77. Cold sores typically heal without medicine But you may want to seek medical attention if:
78. the blisters don’t go away within one to two weeks;
79. you have a pre-existing health condition that has put your immune system at risk;
80. symptoms are severe;
81. you have frequent outbreaks;
82. or if eye irritation occurs.
83. Some people are at greater risk of contracting cold sores and should be avoided, including:
85. people with eczema;
86. or people with a suppressed immune system caused by cancer, AIDS or an organ transplant.
87. If herpes infects the eye, it can cause corneal scarring — one of the major causes of blindness in the U. S.
88. Expectant mothers must alert their physician if either she or her partner has genital herpes.

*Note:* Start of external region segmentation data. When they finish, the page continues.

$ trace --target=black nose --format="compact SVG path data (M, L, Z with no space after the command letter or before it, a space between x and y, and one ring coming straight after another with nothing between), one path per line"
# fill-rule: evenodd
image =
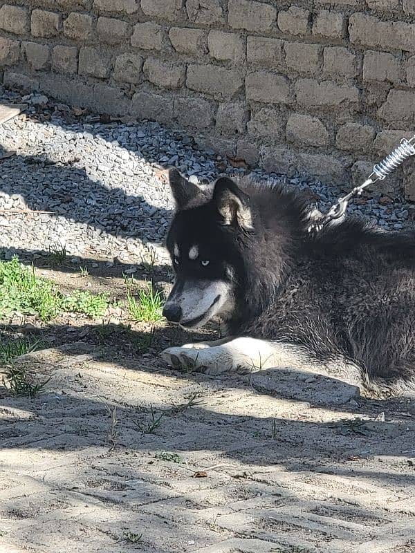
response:
M174 303L170 306L166 303L163 310L163 315L167 321L171 321L172 323L178 323L182 317L181 308L178 306L175 306Z

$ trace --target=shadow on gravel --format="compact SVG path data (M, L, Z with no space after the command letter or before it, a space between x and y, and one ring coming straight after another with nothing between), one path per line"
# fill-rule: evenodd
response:
M0 147L0 157L3 153ZM139 184L136 195L127 194L121 188L106 187L93 180L84 169L75 165L75 162L72 167L62 165L43 155L12 156L1 161L0 191L20 194L32 211L86 223L115 236L146 238L149 226L158 225L154 234L163 239L165 229L160 220L168 220L170 210L149 204L138 192ZM27 213L28 217L42 215ZM12 224L12 218L9 221ZM42 238L39 235L40 243Z

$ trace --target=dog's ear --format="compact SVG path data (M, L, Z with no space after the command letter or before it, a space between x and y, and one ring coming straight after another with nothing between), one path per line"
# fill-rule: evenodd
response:
M170 169L167 177L178 209L185 209L192 200L201 194L197 185L183 177L176 169Z
M237 223L241 228L252 229L249 196L232 179L228 177L218 178L214 185L213 201L224 225Z

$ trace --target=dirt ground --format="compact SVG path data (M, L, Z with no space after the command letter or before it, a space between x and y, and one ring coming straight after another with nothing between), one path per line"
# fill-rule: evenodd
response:
M122 268L89 270L122 297ZM117 317L2 327L42 340L16 363L50 379L0 387L1 553L415 552L414 397L307 368L178 372L158 353L188 335L160 326L143 348L151 329Z

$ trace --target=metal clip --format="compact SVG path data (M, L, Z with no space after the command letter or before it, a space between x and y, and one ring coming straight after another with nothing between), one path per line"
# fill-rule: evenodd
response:
M409 140L403 138L400 145L389 154L382 161L374 167L372 173L362 185L355 187L346 196L339 198L337 202L331 206L329 212L324 215L320 221L313 221L308 227L308 232L318 232L325 225L332 221L340 219L346 213L349 202L356 196L360 196L363 190L377 180L382 180L387 175L410 156L415 156L415 134Z

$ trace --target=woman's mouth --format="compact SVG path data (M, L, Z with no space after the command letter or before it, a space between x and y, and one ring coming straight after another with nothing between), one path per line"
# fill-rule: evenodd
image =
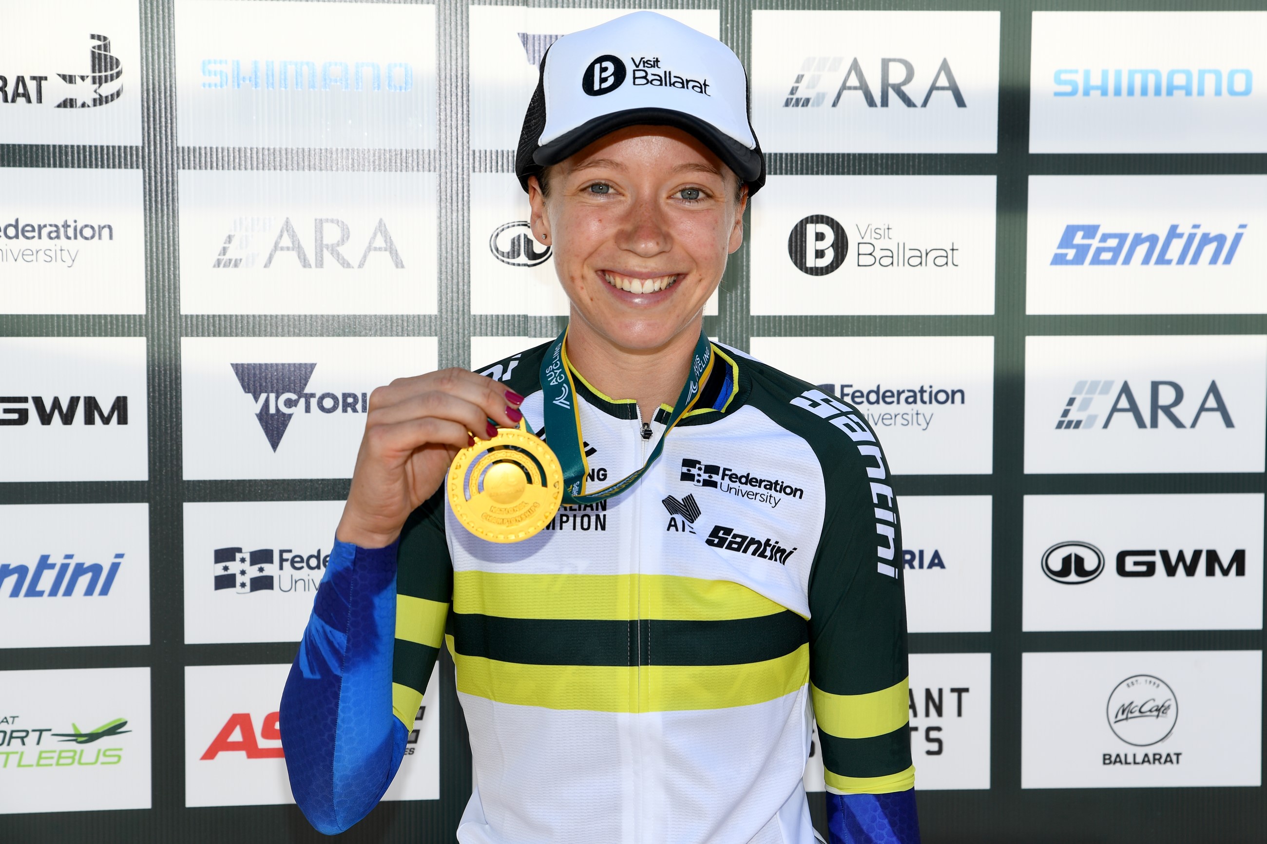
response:
M623 276L611 270L601 270L598 275L612 287L630 294L658 294L661 290L668 290L680 276L680 273L674 273L655 278L634 278L632 276Z

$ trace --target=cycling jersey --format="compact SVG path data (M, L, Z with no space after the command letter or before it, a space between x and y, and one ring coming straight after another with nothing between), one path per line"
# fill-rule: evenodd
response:
M526 396L549 442L546 348L484 375ZM715 352L696 407L618 496L495 544L441 490L394 545L337 545L281 709L318 829L386 790L443 639L475 771L464 844L813 841L815 715L829 791L887 796L834 796L832 838L917 840L900 831L915 772L888 463L850 405ZM575 386L593 491L644 464L672 409L642 420Z

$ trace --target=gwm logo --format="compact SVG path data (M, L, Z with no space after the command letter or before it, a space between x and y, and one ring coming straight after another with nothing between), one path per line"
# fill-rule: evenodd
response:
M536 267L549 261L550 247L537 249L538 245L527 220L503 223L488 239L488 251L493 257L512 267Z
M611 94L625 82L625 62L616 56L599 56L585 68L580 77L580 89L589 96Z
M848 254L845 227L826 214L811 214L793 225L788 234L788 258L807 276L835 272Z

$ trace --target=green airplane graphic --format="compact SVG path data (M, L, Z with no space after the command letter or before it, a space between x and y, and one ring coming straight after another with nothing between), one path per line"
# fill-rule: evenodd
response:
M131 733L132 730L124 730L128 725L128 719L117 717L113 721L108 721L101 726L91 730L89 733L81 733L79 724L71 721L71 729L73 733L53 733L54 736L62 739L62 742L73 742L75 744L92 744L100 739L111 738L115 735L122 735L123 733Z

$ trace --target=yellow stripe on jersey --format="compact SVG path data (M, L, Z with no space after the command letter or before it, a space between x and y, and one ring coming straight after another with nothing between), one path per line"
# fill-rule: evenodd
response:
M460 653L454 662L457 691L499 704L668 712L749 706L794 692L810 676L810 645L737 666L535 666Z
M729 621L783 612L746 586L674 574L454 572L454 611L504 619Z
M445 638L449 605L422 597L397 595L397 639L438 648Z
M822 772L827 788L837 795L891 795L895 791L915 788L915 766L884 777L841 777L830 771Z
M813 683L813 715L818 728L840 739L886 735L911 720L907 697L910 677L867 695L832 695Z
M404 724L404 729L413 729L419 706L422 706L422 692L400 683L392 683L392 714Z

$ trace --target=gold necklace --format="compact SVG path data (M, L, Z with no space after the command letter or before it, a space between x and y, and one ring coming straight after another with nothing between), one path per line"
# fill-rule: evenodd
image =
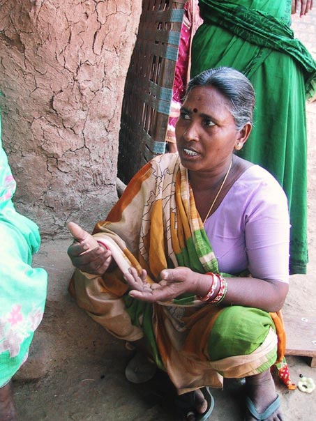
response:
M209 215L211 213L211 210L213 209L213 206L214 206L215 202L216 201L217 198L218 197L220 192L222 191L223 187L224 187L225 182L226 181L227 177L228 177L228 174L230 174L230 169L232 168L232 160L230 161L230 167L228 168L227 172L226 173L226 175L224 177L224 180L223 181L222 184L220 185L220 188L218 189L218 192L217 192L216 196L215 197L215 199L213 201L213 202L212 202L212 204L211 204L211 206L210 206L210 208L209 209L209 212L207 213L206 216L204 217L204 220L203 221L203 224L205 224L205 221L209 217Z

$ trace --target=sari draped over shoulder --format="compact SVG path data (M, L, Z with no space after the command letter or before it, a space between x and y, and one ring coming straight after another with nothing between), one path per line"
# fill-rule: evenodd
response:
M96 226L93 236L115 241L130 265L146 269L149 282L159 282L163 269L179 266L218 273L187 170L177 154L158 156L145 165L107 220ZM119 268L104 277L77 270L70 292L116 337L135 341L144 337L179 393L206 385L222 387L223 376L257 374L283 356L284 330L281 322L273 321L273 316L280 320L276 314L207 305L190 295L153 305L128 295Z
M199 5L204 23L193 42L191 77L227 66L252 82L254 125L237 154L267 169L285 191L292 224L290 271L306 273L306 99L316 92L316 63L289 28L290 1L200 0Z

89. To protect yourself and your partner from contracting oral herpes and to avoid spreading it to other body parts:
90. don’t kiss or have skin contact with infected persons during an OB;
91. don’t share items like eating utensils, towels, lip balm;
92. during OBs, wash your hands carefully and regularly;
93. use caution when touching other body parts, especially eyes and genitals
94. avoid stressful situations, like cold or flu, lack of sleep or prolonged sun exposure without sunblock;
95. and, use sunblock on lips and face prior to prolonged sun exposure- in winter and summer.
96. In some cases, the decision to not use condoms may be agreed upon in a relationship where both partners understand the risks of contracting genital herpes.
97. Because of society’s negative misconceptions about genital herpes, you should prepare yourself before approaching others about the topic.
98. Discuss your genital herpes with a partner when you are not ‘in the mood’ for sex, when you’re feeling confident, and when you can pay full attention to the conversation.
99. Anywhere you feel safe and comfortable is a good place to talk about herpes with a partner.
100. Discussing genital herpes may strengthen your relationship and bring you closer together as a couple.
101. Some people find that seeking counseling helps them cope with their diagnosis.